He quickly leaves the fellow unattended, because that’s always a wise idea to do when you’ve just given a person a huge dose of adrenaline, and the man starts to slip into a crazed, manic, frame of mind. He immediately grabs a woman (who was one of Meirshultz’s few success in resurrecting the dead) passing by and escapes the asylum with her in tow. He then rips the woman’s clothes off and rapes her. Before the character absconds with the woman, the actor playing the husband starts contorting his face and howling to show his descent into mania. It’s is so absolutely overdone that it became absolutely hilarious. It was like a living person trying to become a cartoon by twisting his face around.

Said maniac also ends up being a great example of one of the movie flaws. The film has a tendency to completely drop subplots are introduce new ones almost randomly. For instance, the fate of the adrenalized madman is almost never mentioned again, as if a lunatic rapist on the loose isn’t really something to worry about. Then another subplot is introduced halfway through that indicates that Don Maxwell actually comes from a well-to-do family and has an estranged wife. There had been no mention of the man’s past previously, so to have it suddenly became a focal point of the story was jarring to say the least. The way plots drop in and out of the story gives everything an almost schizophrenic feel.

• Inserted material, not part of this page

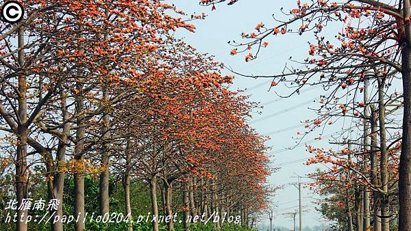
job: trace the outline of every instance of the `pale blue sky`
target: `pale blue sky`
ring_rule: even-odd
[[[206,8],[199,6],[196,0],[191,1],[173,1],[180,10],[188,14],[192,12],[206,12],[208,16],[204,21],[196,21],[194,24],[197,27],[195,33],[179,32],[178,35],[184,36],[185,41],[194,45],[201,52],[207,52],[214,55],[217,60],[223,62],[227,66],[231,66],[237,72],[245,74],[267,74],[280,72],[287,59],[292,56],[296,59],[302,60],[307,57],[308,45],[308,41],[314,42],[309,35],[300,36],[298,35],[287,35],[271,38],[268,40],[269,46],[264,49],[259,55],[258,59],[249,63],[244,61],[245,54],[233,57],[229,55],[232,47],[227,44],[229,40],[240,42],[240,34],[244,31],[253,32],[256,25],[264,22],[268,27],[275,25],[271,15],[274,14],[276,17],[286,18],[280,12],[280,8],[291,9],[295,8],[295,1],[240,1],[232,6],[225,4],[216,5],[217,10],[211,11],[211,7]],[[332,34],[332,33],[328,33]],[[327,33],[325,33],[327,34]],[[230,74],[226,71],[226,74]],[[264,83],[266,83],[264,84]],[[274,91],[267,92],[270,82],[269,79],[253,79],[237,77],[234,81],[235,88],[249,88],[247,94],[251,94],[251,99],[253,101],[261,102],[264,105],[261,115],[255,114],[253,120],[265,118],[273,113],[299,105],[296,109],[281,113],[276,116],[268,118],[264,120],[253,122],[251,124],[261,134],[266,134],[273,131],[285,128],[295,126],[300,121],[315,118],[315,113],[308,109],[308,107],[315,107],[317,104],[312,102],[314,98],[323,94],[321,88],[307,91],[299,96],[295,96],[284,100],[279,99]],[[276,87],[281,94],[286,92],[284,87],[279,85]],[[268,104],[267,104],[268,103]],[[340,129],[336,126],[327,130],[323,134],[327,135]],[[283,148],[292,146],[295,144],[297,131],[303,132],[303,126],[299,128],[272,135],[271,140],[267,144],[273,147],[275,151]],[[304,141],[310,141],[317,137],[319,131],[314,132],[304,139]],[[327,139],[315,143],[316,145],[327,148]],[[334,147],[338,148],[338,147]],[[295,174],[305,176],[312,172],[315,167],[319,166],[306,166],[303,159],[311,157],[310,154],[305,150],[305,147],[301,146],[292,150],[277,153],[272,159],[275,166],[280,165],[281,169],[269,177],[269,182],[275,185],[284,185],[285,188],[278,191],[277,195],[273,198],[273,203],[278,204],[275,213],[273,223],[289,228],[292,227],[292,221],[290,218],[283,215],[283,213],[292,212],[298,208],[298,191],[295,187],[288,184],[296,182],[297,180],[293,177]],[[282,165],[282,163],[288,163]],[[303,182],[310,180],[302,179]],[[304,226],[316,226],[326,222],[321,219],[321,215],[314,208],[314,201],[310,197],[316,196],[308,189],[303,190],[303,204],[306,206],[307,212],[303,216]],[[298,217],[297,217],[298,221]],[[267,223],[268,218],[262,218],[260,223]]]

In between each of the movie’s acts, quick blurbs from a psychological journal is put on the screen that’s supposed to describe different forms of mania and psychoses. It as if the filmmakers were trying to give you the impression they’re trying to educate people on the different forms of mental illness and hide the fact that they’re just making an exploitation flick. It’s almost surreal to see this information presented with such seriousness when everything around it is completely absurd. If the people involved were trying to add an air of respectability to this dung heap of a movie, they probably shouldn’t have advertised it with the tagline “He menaced women with his weird desires!”. They also should have actually hired people that could act.

As inept and exploitative as Maniac is, it’s at least never boring. It’s a frenetic descent into absurdity that will keep you guessing at what insane turn the story will take next. It’s also mercifully short, clocking in at under an hour. It’s definitely an experience, to say the least.